The matter must now be determined on appeal. The employees argue that because Mr. Wagnon was lead counsel for the university, the trial court was correct in relying upon him to bind the university with any agreement regarding instructions to the jury. In support of their argument, the employees cite case law standing for the proposition that when a party agrees to jury instructions, it effectively waives the right to object later on the ground that the instructions were legally incorrect or misleading. See Atkins Ford Sales, Inc. v. Royster, 560 So.2d 197 (Ala.1990); Liberty National Life Ins. Co. v. Beasley, 466 So.2d 935 (Ala.1985).

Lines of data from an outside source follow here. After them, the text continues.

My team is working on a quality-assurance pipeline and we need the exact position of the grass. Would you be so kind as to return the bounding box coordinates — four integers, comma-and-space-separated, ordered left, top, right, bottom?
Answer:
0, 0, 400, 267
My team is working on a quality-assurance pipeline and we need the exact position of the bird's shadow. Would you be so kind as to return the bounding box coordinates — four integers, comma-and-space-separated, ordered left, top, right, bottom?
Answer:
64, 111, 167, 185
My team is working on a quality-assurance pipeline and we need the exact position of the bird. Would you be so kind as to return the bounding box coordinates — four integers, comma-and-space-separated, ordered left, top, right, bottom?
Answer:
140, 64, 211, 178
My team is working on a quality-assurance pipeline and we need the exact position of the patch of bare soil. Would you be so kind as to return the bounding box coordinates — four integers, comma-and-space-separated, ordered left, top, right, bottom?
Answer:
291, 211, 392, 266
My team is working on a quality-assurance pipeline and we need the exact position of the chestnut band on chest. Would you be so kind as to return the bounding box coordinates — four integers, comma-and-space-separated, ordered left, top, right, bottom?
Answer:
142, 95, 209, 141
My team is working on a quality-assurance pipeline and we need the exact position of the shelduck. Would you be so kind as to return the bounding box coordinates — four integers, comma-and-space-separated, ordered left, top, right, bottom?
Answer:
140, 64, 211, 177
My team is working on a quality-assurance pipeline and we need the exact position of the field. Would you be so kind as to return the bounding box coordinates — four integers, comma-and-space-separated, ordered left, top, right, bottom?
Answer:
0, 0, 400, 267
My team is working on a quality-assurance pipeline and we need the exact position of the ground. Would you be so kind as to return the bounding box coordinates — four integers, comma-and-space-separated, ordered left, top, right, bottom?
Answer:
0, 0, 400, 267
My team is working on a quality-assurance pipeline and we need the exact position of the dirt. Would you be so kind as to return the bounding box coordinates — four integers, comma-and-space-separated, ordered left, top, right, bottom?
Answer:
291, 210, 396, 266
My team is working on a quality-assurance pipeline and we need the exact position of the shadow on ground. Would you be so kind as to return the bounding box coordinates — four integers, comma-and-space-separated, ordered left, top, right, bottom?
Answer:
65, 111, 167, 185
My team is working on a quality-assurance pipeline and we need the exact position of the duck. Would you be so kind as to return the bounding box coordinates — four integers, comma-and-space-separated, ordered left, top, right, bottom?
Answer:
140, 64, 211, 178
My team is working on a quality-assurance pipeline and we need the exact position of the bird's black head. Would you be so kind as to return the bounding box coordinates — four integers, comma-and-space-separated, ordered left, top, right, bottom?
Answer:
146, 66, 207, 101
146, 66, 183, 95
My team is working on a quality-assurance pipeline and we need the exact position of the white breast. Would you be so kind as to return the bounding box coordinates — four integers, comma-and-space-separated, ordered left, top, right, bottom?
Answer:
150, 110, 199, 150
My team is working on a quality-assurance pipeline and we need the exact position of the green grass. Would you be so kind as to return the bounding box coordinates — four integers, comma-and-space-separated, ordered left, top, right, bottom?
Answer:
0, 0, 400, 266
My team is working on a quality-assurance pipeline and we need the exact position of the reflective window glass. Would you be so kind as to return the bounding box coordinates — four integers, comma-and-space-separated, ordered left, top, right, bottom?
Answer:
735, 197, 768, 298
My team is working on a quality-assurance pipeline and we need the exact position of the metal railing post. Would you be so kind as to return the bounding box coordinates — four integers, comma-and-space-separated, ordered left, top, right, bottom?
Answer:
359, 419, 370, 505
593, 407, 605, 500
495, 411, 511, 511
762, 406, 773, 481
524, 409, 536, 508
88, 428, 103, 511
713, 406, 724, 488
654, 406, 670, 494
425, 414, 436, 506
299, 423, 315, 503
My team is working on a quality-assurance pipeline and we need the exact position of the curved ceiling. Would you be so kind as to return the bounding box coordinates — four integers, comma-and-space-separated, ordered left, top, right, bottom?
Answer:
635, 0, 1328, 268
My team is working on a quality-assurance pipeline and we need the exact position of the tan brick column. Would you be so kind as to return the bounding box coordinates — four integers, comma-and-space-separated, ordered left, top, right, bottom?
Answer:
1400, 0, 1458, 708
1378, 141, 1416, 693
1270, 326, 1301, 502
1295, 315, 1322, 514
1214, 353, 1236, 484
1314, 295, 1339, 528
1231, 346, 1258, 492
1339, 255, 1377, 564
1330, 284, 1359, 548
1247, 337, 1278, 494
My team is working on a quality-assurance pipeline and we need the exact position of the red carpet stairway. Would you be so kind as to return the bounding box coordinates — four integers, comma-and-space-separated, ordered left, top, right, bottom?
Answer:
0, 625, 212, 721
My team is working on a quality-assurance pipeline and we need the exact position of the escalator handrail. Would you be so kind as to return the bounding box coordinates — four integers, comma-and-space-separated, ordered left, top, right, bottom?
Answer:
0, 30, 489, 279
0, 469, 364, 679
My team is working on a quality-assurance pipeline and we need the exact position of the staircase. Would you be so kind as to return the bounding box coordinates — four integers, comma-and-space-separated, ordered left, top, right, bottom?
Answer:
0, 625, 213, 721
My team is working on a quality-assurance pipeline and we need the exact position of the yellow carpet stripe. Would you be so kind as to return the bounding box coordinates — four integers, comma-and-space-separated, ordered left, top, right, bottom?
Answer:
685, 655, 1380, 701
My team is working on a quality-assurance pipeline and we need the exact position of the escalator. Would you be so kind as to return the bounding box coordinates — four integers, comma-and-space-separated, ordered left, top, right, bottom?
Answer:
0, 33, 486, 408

We find, however, that the university did not waive its objection to the court’s supplemental jury instructions. The cases cited by the employees in support of their position involve circumstances where the appellants challenged on appeal jury instructions that the appellants themselves had submitted. In the present case the university did not submit the supplemental instructions to the court. Further, while the trial court indicated that it felt Mr. Wagnon had agreed to the instructions, it also noted that it understood that Mr. Norton had expressed reservations as to their correctness. The question of a true “agreement” among the parties and the court is problematic, as the court was on notice that at least one attorney for the university considered the instructions improper. In these circumstances the trial court was left to make a decision, which was later objected to. Importantly, while Mr. Norton was not the university’s lead counsel, the record shows that he was the attorney who stated all of the university’s objections to the court’s other jury instructions and that the court had recognized him when he did so.
In the absence of a showing that the university clearly acceded to the content of the supplemental instructions given by the court, and in view of Mr. Norton’s timely objection complying in all respects with the requirements of Rule 51, Alabama Rules of Civil Procedure, we find that the university did not waive its objection to the supplemental *1364instructions and that it properly preserved the issue for consideration on appeal.
Because we find that the trial court’s supplemental instructions prevented the jury from rendering a verdict in accordance with the law, we must reverse the decision of the trial court and remand this case for proceedings consistent with this opinion.
REVERSED AND REMANDED.
ROBERTSON, P.J., and THIGPEN, J., concur.